We didn’t ease off throwing coal on the chains, welcome face slips from the front of the cut.

“Reesy, you heard the talk about the Germans drivin’ through to Brynywawr?”

“Rumour?” I said.

“Aye, they were arguing in the Earl Haig last night. Morfed’s big Pole reckons it’s def’nite. He’s a boy, he is; the guts of him taking on a piece like Morfed Owen.”

I said, “Don’t be a bloody
clec
all your life, Charlie.”

“No but she’s like one of those American maniacs you see in films who can’t leave it there. Look, Christ, it isn’t as if I begrudge Fred Fransceska or Morfed herself for that matter. S’life, ent it, natural, mun, natch-ur-al. My old lady had sixteen of us, seven boys an’ nine girls. I got four brothers working over in Brynywawr, doin’ as much for the country as Lord Alf in his little white aeroplane.”

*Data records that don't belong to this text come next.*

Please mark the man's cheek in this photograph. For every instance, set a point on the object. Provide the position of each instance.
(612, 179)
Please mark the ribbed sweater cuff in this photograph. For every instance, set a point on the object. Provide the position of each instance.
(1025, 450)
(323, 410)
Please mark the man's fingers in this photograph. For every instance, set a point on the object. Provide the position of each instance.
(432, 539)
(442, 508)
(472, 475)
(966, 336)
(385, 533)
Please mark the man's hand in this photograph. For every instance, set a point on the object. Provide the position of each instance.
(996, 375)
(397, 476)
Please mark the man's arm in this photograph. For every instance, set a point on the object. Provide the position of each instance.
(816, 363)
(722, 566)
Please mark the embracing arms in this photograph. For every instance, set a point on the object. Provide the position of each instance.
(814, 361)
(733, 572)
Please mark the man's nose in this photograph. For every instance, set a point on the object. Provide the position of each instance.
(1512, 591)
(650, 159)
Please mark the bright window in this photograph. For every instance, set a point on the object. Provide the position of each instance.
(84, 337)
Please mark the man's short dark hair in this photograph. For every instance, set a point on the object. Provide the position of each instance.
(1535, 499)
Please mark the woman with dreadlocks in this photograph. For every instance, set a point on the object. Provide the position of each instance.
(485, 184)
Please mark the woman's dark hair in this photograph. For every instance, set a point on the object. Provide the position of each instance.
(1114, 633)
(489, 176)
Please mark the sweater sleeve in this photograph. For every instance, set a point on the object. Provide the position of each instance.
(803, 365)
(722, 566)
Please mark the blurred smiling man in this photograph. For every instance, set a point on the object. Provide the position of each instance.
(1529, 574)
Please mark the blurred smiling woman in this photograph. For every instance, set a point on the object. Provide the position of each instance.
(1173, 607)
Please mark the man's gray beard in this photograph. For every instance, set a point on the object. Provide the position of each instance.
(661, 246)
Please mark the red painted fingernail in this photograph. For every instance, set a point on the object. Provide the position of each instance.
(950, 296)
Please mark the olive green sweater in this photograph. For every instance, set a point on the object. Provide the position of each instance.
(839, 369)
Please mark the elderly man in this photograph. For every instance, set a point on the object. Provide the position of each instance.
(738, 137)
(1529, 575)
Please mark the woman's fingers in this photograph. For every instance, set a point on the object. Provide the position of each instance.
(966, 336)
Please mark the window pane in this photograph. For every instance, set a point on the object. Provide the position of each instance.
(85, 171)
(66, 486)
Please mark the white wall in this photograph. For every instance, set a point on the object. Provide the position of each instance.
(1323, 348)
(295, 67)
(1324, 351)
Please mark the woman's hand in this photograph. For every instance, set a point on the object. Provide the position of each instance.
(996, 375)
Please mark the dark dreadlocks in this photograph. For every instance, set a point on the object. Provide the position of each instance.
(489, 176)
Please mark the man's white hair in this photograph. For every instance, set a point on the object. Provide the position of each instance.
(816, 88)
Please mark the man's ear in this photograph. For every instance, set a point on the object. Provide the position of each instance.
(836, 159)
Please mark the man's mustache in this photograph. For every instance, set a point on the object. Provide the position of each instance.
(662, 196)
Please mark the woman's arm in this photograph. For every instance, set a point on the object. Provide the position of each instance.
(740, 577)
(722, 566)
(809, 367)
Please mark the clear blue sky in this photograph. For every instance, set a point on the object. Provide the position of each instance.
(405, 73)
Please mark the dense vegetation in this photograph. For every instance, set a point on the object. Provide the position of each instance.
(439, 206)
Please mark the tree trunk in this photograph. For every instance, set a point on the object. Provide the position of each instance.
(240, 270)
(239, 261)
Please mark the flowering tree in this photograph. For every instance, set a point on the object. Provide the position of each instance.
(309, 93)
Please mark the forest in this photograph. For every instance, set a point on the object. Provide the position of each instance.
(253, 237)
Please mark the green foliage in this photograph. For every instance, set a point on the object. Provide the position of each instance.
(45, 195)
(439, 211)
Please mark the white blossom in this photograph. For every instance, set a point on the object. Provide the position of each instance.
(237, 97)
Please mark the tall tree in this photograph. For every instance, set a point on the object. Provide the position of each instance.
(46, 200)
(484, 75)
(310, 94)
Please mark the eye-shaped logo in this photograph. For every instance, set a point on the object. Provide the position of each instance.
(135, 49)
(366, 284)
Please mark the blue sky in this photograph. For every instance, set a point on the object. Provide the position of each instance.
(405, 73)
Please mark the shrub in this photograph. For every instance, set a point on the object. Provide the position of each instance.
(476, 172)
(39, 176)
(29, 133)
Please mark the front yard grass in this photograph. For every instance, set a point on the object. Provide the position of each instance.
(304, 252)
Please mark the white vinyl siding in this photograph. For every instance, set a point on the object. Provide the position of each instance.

“We’ll be in Brynywawr this time next year,” I said.

“No doubt. Double bon cages over there an’ all.”

“Drift, Charlie,” I said. “All the Seven Feet coal carried out on a main belt to this drift above Brynywawr washery.”

Calculating his distance, he stepped back from a heaving spill of top coal, warning, “Watch it, Rees, it’s workin’ up towards you,” reaching the bigger lumps first, throwing them on the chains. “Christ, mun,” he said, “by the time a man shoves his feet under the table his fuckin’ stent’ll be down in Cardiff docks, way things are goin’ on.”

I said, “Progress, butty.”

“My ring. See that new creeper machinery up on top pit? Five men workin’ the bloody thing. Before now,
before
, old Sid Davies and his horse kept the whole pit goin’ as regards full ’uns and empties. And lissen! The fuckin’ nag was older than Sid hisself! As you know! Ask me, s’load of ballux. Those Germans’ll work in the raw, the daft buggers. They’ll be on sticks when me an’ my old girl’ll be watching concerts in Daren Social. I’ve seen plenty of slashers takin’ the short-cut road up to Daren cemetery.”

“My father was a slasher,” I said, ending Charlie’s talk.

“Too bloody true,” he agreed.

We punched and shovelled coal until eleven o’clock, then from twenty past eleven until finishing time.

Outside the baths on top pit Tal Harding had his car ready to drive me home. There were two neighbour women in the house, Mrs Cynon in charge. Upstairs, the midwife was paying her second visit, offering the baby who looked inhuman, puggy, a reminder that I’d entirely forgotten Lydia as new-born.

“Sorry, Rees-love, we missed a boy again,” Ellen said. She looked lovely, blanched pure.

“Are you feeling all right, beaut?” — small shucking squirms coming from the infant in my arms.

I heard the midwife sniggering discreetly, her and Mrs Cynon out on the stairs landing.

“I wasn’t afraid this time, Rees. Shall we name her Elizabeth? It’s a good name, Eliz-a-beth.”